Vin looked a little like a startled deer, ready to bolt. I keep forgettin' he ain't such a lot older'n what JD is, Buck told himself. And he ain't comfortable around people, which means he likely ain't had a lotta experience talkin' about what chews on him. He met JD's eyes a moment. You're doin' fine, boy, just don't give up now. Make him say it, make him face up to the thing he's scaredest of, like I used to do you when you had a nightmare, 'cause I got a notion that to Vin that's just what this is, what's goin' on in his life just now.

And it worked. "Ain't the same!" Vin cried, his voice ragged and tearing in his throat. "I don't wanta be his excuse! If he hurts so bad he wants to die, I understand that, but I won't have him layin' guilt on me for bein' the one that lives so he can go out in a blaze of glory like some damn hero!"

"Now hold on, son," Buck said quietly. He didn't want to interrupt JD when the kid was on a roll--at seventeen JD deserved at least the courtesy of not having people butt in on him--but this was a subject he knew more about than his brother did. "Maybe to you that's what it looked like, but I can tell you, the last thing Chris has ever wanted as long as I've known him is to be a hero. He don't think of himself that way. I watched him in the War and I know. What matters to him ain't what others think of him; it's that he can live with himself on account he's done what he feels is right." As he spoke he made a mental note to find a chance to talk at greater length with the tracker, or get JD or Josiah to do it. "If he hurts so bad he wants to die, I understand that..." Did that mean Vin too had courted death in his time? How could someone as young as Vin know that kind of despair?

"Ain't nobody else got no right to live with theirselves, then?" Vin demanded. "How's he 'spect me to do it, knowin' what he give up for me? I ain't worth it!"

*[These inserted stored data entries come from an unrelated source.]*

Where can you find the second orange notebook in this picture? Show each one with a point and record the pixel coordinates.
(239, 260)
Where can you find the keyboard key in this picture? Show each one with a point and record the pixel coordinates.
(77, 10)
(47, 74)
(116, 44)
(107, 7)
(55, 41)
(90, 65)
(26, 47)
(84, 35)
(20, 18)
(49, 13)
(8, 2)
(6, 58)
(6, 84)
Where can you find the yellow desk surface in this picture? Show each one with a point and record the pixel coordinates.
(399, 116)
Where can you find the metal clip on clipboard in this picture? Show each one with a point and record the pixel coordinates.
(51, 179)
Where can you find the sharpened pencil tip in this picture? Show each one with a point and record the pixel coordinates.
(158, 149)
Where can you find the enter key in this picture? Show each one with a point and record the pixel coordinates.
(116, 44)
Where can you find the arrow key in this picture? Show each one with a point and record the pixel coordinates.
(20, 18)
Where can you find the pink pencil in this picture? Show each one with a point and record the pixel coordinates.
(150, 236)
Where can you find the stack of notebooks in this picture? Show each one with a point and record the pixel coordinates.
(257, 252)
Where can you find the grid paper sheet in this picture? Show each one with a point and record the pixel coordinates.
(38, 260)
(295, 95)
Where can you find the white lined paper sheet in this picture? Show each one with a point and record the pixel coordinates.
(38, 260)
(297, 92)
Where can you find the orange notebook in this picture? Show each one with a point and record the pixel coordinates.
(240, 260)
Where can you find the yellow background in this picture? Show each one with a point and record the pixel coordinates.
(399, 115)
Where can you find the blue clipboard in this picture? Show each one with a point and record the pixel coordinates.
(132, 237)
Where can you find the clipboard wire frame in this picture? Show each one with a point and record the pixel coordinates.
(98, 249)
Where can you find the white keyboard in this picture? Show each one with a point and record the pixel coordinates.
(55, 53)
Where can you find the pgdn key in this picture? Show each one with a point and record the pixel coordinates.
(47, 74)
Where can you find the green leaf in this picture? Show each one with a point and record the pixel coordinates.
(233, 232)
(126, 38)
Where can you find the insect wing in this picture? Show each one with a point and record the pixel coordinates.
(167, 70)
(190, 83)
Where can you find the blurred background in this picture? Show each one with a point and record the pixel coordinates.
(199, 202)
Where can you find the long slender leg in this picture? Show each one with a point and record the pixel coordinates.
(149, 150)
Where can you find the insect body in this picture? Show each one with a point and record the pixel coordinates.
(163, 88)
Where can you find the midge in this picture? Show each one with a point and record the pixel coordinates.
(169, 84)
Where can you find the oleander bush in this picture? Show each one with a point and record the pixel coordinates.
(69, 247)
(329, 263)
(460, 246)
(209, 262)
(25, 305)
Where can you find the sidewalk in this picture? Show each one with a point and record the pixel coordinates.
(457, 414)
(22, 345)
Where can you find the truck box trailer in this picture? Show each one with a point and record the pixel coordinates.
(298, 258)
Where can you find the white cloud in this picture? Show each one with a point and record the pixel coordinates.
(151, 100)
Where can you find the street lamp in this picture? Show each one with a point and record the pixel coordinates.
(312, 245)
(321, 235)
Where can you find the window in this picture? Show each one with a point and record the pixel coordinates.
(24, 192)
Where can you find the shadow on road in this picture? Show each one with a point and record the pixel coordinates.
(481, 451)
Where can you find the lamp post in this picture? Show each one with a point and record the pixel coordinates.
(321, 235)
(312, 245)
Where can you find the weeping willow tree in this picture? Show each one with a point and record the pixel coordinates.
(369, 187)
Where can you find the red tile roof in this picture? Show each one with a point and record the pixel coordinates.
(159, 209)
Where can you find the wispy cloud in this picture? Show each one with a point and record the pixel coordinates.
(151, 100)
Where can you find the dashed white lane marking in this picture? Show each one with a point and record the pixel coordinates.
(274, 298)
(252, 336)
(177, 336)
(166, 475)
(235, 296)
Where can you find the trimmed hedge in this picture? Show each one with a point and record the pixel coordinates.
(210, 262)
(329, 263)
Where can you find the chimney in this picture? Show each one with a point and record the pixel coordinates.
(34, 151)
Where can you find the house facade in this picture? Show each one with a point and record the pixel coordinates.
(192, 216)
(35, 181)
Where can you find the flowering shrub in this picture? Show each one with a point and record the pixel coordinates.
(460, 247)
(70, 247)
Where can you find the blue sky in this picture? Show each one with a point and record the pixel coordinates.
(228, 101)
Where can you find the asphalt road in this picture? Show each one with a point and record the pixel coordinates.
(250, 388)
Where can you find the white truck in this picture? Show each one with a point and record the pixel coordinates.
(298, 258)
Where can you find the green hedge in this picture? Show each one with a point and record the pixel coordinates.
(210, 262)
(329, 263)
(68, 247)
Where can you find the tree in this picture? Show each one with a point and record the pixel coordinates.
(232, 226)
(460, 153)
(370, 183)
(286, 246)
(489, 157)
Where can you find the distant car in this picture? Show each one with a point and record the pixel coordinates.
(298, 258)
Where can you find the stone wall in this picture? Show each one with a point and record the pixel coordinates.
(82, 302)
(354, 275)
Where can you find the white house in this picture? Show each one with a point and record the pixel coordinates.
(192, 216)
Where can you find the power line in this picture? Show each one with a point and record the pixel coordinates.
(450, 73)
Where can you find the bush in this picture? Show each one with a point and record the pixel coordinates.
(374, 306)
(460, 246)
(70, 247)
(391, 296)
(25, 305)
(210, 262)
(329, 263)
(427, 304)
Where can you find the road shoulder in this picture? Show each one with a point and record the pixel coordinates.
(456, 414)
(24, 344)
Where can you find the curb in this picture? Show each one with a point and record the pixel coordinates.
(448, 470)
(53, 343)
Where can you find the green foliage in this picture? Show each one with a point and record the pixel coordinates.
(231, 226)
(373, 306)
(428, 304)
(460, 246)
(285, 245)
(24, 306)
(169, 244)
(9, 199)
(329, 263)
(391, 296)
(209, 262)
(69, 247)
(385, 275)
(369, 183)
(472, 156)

"You are to him," Buck insisted gently. "Just like I hope me'n'JD still are. Just like savin' Nathan was. Just like protectin' that village was, or bringin' order to this town. If it was just plain death he was lookin' for, Vin, he's had three years to choose it. And he ain't, 'cause he don't feel it's right. Man like Chris has gotta make his livin' and dyin' count for somethin', but heroin'? Naw. That ain't it."

"Mr. Wilmington expresses his sentiments crudely," Ezra put in, "but they are no less accurate for all that. The mere fact that you hold your own existence of little worth, Mr. Tanner, does not mean that others cannot place a higher value upon it. Mr. Larabee has lived longer than yourself and known many more men. It may be that he discerns in you some potential which remains hidden from your own perception, and holds it important that you should survive long enough to realize that potential."